Uitgeverij Joost van den Vondel (1933-1939)

Gepubliceerd op 24-04-2019

Dag des heeren

betekenis & definitie

Dag des heeren - 1° De dag van Jahwe wordt in het O. T. iedere tijd genoemd, waarin God door zware rampen het menschdom straft (Joel 1. 15; Is. 2. 12). In engeren zin is het een eschatologisch begrip, namelijk de openbaring van God bij het begin der Messiaansche periode of op het einde der tijden.

Hij wordt beschreven als een eindoordeel van God over alles wat God vijandig is (Gen. 49. 10; Num. 24.17).
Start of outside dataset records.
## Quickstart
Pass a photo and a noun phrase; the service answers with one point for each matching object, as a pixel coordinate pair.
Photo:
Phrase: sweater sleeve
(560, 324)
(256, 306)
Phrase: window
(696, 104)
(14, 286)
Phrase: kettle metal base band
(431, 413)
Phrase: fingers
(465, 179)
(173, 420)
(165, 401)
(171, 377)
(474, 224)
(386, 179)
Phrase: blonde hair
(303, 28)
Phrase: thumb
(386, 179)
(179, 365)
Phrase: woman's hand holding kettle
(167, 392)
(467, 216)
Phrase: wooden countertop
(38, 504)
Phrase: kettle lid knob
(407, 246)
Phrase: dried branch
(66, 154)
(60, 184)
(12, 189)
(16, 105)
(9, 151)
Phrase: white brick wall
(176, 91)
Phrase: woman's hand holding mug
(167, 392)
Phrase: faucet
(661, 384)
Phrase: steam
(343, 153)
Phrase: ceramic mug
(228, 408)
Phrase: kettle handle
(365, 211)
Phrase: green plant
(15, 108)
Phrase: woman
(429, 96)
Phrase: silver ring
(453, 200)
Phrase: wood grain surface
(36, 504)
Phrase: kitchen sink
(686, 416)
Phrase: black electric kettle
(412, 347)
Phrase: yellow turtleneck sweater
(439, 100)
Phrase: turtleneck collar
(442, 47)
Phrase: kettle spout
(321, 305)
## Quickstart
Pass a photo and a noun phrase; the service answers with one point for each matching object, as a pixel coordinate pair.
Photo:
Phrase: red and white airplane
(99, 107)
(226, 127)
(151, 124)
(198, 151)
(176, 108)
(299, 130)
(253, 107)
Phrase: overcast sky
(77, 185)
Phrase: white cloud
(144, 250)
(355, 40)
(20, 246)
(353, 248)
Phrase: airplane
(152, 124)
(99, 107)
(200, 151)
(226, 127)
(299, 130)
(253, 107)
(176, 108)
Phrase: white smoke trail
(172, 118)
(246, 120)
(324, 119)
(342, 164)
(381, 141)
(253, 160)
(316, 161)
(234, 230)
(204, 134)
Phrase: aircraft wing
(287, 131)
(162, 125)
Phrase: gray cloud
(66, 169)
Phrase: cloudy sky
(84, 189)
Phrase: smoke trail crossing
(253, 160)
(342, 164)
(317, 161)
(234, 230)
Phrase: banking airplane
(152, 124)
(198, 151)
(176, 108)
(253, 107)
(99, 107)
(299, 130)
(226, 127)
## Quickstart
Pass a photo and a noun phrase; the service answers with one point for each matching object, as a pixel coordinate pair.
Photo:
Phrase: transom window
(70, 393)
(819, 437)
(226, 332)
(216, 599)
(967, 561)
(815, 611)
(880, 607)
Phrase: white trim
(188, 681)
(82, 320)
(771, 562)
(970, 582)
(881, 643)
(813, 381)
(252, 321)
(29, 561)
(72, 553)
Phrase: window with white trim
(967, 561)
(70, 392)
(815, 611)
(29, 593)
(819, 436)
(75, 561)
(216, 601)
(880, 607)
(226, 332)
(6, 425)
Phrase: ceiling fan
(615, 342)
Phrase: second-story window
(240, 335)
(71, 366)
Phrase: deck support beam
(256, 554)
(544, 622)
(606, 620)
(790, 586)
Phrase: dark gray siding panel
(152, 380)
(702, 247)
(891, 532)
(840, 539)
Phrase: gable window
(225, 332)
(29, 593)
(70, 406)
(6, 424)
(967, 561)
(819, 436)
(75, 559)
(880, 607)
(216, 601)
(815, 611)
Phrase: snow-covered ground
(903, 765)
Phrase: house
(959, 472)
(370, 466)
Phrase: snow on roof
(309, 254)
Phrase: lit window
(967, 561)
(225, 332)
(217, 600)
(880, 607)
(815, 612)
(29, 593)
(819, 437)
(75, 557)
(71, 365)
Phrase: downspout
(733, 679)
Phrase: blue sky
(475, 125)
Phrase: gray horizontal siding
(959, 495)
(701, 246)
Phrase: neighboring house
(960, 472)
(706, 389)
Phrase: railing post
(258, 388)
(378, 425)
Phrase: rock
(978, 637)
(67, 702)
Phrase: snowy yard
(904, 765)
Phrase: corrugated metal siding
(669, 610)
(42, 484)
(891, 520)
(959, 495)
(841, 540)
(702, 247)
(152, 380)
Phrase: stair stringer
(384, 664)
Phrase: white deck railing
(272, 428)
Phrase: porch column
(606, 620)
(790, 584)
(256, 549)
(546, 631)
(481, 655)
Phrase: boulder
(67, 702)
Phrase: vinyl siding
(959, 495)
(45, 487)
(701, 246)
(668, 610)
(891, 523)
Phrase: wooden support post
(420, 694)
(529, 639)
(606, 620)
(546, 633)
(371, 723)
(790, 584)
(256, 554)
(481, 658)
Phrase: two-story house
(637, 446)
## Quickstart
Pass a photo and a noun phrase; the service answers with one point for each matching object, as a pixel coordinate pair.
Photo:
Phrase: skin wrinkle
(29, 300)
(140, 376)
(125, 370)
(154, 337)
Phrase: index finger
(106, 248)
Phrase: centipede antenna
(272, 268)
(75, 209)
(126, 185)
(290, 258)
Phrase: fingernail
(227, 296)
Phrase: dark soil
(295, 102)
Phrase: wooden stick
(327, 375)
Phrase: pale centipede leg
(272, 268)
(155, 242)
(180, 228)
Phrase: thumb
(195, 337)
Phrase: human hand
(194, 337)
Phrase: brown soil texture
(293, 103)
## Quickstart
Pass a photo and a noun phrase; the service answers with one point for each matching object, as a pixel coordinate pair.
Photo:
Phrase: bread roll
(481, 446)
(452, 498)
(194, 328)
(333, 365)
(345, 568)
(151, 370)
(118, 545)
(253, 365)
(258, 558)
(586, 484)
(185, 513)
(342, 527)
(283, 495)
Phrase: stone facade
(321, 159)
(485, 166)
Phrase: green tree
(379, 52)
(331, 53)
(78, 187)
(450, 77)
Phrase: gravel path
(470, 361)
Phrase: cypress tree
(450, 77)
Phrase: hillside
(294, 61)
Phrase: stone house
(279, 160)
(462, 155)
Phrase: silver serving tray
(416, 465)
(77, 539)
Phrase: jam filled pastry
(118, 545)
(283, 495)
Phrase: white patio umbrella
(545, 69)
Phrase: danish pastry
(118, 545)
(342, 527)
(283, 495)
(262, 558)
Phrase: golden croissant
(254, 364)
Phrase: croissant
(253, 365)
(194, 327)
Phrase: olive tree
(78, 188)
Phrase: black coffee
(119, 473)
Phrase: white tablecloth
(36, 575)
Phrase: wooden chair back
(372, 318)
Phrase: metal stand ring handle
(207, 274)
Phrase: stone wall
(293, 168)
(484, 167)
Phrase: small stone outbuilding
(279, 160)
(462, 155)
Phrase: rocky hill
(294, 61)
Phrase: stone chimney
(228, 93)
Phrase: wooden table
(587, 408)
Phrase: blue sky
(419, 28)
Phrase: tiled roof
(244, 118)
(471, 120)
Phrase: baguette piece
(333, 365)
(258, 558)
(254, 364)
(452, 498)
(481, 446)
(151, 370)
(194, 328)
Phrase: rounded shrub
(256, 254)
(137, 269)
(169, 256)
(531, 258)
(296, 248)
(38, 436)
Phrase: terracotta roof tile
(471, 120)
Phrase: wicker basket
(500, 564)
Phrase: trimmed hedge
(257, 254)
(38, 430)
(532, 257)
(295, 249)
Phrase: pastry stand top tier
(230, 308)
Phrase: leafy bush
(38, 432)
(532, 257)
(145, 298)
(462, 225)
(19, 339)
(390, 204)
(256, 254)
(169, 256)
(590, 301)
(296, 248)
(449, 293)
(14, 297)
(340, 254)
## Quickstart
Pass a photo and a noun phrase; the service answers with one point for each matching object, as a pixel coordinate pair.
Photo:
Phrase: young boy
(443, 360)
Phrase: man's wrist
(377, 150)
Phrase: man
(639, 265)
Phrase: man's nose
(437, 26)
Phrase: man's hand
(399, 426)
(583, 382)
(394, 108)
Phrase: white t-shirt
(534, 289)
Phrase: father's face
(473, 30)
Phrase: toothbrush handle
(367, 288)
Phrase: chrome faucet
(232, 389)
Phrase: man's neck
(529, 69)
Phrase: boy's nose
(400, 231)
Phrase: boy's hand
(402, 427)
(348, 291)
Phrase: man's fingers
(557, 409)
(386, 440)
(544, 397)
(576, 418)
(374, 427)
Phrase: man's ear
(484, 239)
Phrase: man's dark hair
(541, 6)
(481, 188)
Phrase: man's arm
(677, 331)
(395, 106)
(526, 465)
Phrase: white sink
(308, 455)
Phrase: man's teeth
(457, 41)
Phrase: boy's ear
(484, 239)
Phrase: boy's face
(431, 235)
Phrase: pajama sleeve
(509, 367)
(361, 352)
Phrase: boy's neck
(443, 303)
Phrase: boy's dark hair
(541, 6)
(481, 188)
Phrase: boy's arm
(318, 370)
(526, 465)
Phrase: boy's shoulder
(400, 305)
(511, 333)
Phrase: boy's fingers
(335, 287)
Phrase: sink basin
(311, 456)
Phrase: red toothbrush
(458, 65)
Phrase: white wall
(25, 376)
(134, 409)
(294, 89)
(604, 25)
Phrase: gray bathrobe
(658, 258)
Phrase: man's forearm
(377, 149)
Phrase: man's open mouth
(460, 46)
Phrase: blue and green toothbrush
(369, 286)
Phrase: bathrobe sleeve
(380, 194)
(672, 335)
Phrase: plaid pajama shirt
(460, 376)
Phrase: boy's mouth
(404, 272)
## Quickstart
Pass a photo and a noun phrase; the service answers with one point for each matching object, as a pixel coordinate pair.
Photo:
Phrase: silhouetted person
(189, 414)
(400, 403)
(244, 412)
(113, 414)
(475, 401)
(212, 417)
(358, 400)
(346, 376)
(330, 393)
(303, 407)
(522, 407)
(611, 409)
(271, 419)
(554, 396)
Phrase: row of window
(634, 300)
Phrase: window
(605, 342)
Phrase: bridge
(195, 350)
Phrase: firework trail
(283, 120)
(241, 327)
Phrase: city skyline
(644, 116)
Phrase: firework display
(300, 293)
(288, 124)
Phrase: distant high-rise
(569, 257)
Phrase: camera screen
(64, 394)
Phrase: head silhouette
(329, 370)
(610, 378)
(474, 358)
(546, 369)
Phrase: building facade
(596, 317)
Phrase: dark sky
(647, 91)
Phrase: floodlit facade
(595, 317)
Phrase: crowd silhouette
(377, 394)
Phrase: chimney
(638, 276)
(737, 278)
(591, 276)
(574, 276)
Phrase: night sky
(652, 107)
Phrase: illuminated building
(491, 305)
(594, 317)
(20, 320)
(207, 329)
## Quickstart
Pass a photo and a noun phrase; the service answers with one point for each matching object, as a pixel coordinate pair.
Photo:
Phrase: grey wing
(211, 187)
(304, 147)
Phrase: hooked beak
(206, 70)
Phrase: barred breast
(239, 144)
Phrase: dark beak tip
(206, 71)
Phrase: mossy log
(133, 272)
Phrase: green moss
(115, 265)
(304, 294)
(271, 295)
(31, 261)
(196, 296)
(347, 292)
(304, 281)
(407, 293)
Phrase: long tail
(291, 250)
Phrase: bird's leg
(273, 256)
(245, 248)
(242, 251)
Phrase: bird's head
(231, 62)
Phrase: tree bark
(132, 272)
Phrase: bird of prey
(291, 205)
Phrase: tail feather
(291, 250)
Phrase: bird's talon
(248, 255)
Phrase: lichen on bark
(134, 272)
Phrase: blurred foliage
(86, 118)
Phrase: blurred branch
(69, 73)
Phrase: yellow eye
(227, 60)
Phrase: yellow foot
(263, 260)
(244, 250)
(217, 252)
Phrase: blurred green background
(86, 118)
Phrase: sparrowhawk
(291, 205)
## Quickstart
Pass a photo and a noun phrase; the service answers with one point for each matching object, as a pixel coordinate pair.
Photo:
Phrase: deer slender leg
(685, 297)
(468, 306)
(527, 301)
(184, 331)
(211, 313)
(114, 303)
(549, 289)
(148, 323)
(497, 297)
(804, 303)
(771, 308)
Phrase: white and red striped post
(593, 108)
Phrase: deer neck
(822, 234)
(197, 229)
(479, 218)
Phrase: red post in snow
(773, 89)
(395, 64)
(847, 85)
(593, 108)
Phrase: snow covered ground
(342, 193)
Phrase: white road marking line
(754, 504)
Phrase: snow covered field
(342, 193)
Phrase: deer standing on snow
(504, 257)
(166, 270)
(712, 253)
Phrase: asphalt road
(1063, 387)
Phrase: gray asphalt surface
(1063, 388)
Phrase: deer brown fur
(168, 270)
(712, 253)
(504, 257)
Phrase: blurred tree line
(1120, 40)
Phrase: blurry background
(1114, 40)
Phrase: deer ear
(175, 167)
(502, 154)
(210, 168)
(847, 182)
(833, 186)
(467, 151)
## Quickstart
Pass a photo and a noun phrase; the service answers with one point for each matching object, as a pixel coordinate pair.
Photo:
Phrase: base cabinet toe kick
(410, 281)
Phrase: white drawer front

Hij is een oordeelsdag uitsluitend over de heidenen (Abd. 15) en een verlossingsdag voor de Joden (Joel 3. 14—16). Bij de propheten vooral is hij ook een dag van straf en verschrikking voor de massa van het Joodsche volk (Amos 5. 18; Is. 13. 6—13; 22. 5; Soph. 1. 14—18; Zach. 14. 2; Mal. 3 en 4).

In het N.T. is de dag des Heeren de tijd van Christus’ → parousie, van het eindoordeel en het einde der wereld. Daarom wordt hij ook genoemd de dag van Jesus Christus (Phil. 2.15; 1 Cor. 5.6).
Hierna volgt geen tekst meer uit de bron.